Lest we forget

Lacuna this week reminds us of wars past and present and how we, collectively and as individuals, react to them.

Chris Davies writes of his trip to the cemeteries of Belgium. It is a tale of remembrance. Remembrance of both personal and national conflicts . He asks us whether “we have been Midases of memory – not turning it to gold, but transforming it at a touch into cold grey colonnades and statuettes. Like great heaps of memory-leaves stacked high and bedaubed in neat stone. But if history is a pile of leaves, I want to kick my way through it, not bothering to look out for the dog shit and slugs bundled up within.”

Ben Copsey encourages us to remember those who refused to fight in WW1 on moral, religious or political grounds. He argues that this act of remembrance suggests that a collective effort towards peace and away from war is possible.

Kimberley Brownlee urges us to think about the rights of soldiers today to exercise their moral judgement to object to war when their orders are unjust, and how such actions might help us avoid some of the terrible consequences of the worst wars we fight.
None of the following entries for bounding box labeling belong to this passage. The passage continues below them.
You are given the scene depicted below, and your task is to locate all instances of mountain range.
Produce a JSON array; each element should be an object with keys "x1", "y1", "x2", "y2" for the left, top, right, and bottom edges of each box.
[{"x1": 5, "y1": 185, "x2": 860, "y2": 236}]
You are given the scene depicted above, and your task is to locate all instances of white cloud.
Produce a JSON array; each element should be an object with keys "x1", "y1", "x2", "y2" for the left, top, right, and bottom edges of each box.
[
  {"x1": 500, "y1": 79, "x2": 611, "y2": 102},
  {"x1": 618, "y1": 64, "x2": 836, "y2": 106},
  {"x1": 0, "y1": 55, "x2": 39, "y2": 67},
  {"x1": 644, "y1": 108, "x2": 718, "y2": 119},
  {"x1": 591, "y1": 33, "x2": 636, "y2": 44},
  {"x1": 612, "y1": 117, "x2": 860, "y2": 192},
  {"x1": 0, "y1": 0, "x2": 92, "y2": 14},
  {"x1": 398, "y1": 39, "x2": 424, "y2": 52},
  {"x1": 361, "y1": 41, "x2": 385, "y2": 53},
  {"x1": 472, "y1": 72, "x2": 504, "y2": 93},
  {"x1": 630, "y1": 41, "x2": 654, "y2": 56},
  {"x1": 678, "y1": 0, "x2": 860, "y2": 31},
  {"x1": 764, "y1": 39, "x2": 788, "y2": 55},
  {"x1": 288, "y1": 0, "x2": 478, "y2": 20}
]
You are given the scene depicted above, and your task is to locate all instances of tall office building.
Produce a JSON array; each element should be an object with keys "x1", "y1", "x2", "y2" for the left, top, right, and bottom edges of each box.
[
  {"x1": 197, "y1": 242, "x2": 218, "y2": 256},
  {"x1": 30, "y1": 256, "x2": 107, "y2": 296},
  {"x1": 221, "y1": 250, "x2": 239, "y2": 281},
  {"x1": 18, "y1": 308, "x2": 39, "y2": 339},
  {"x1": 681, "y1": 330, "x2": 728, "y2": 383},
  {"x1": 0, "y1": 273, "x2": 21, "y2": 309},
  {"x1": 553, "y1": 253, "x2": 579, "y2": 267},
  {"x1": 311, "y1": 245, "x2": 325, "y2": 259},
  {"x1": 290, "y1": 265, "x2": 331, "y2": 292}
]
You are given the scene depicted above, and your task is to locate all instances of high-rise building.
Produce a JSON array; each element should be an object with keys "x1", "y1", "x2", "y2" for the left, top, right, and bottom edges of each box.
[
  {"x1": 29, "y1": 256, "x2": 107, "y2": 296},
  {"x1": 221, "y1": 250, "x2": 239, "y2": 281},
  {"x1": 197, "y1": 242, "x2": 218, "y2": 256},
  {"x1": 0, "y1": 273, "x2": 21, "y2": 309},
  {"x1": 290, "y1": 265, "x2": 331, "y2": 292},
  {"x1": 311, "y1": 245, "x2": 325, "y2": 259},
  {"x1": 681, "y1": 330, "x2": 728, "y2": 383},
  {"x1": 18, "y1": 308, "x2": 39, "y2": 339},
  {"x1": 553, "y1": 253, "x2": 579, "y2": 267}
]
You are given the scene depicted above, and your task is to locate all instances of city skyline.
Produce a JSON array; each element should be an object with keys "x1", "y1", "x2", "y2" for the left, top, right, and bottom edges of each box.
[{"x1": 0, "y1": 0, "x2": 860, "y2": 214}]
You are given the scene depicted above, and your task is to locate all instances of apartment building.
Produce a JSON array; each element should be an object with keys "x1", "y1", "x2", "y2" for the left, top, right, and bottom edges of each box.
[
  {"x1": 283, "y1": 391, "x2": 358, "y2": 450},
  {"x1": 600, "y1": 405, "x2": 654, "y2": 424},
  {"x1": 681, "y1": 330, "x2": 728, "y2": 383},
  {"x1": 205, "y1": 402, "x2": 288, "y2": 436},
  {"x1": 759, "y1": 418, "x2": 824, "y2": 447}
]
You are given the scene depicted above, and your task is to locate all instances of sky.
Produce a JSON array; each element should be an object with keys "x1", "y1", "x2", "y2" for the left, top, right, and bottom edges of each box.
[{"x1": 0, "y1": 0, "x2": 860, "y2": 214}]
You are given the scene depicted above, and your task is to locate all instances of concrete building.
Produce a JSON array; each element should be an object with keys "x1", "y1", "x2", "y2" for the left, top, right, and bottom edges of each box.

Finally, Charlotte Bailey reviews ‘Oh My Sweet Land’. It is a play about the brutality of civil war in modern Syria. Again we are encouraged not to forget, because “these are the stories you don’t hear on the news. Precious little lives, fraught with mundane difficulties, rendered meaningless by horror.” And by engaging with these stories we are reminded that “the journey of an audience … is the same, all over the world, which makes you feel we are more connected and more similar then we would like to admit.”

By engaging, remembering, thinking, feeling, we invoke our common sense of humanity. And reinforcing and acting on our shared humanity is perhaps our best defence against repeating the sufferings of the past.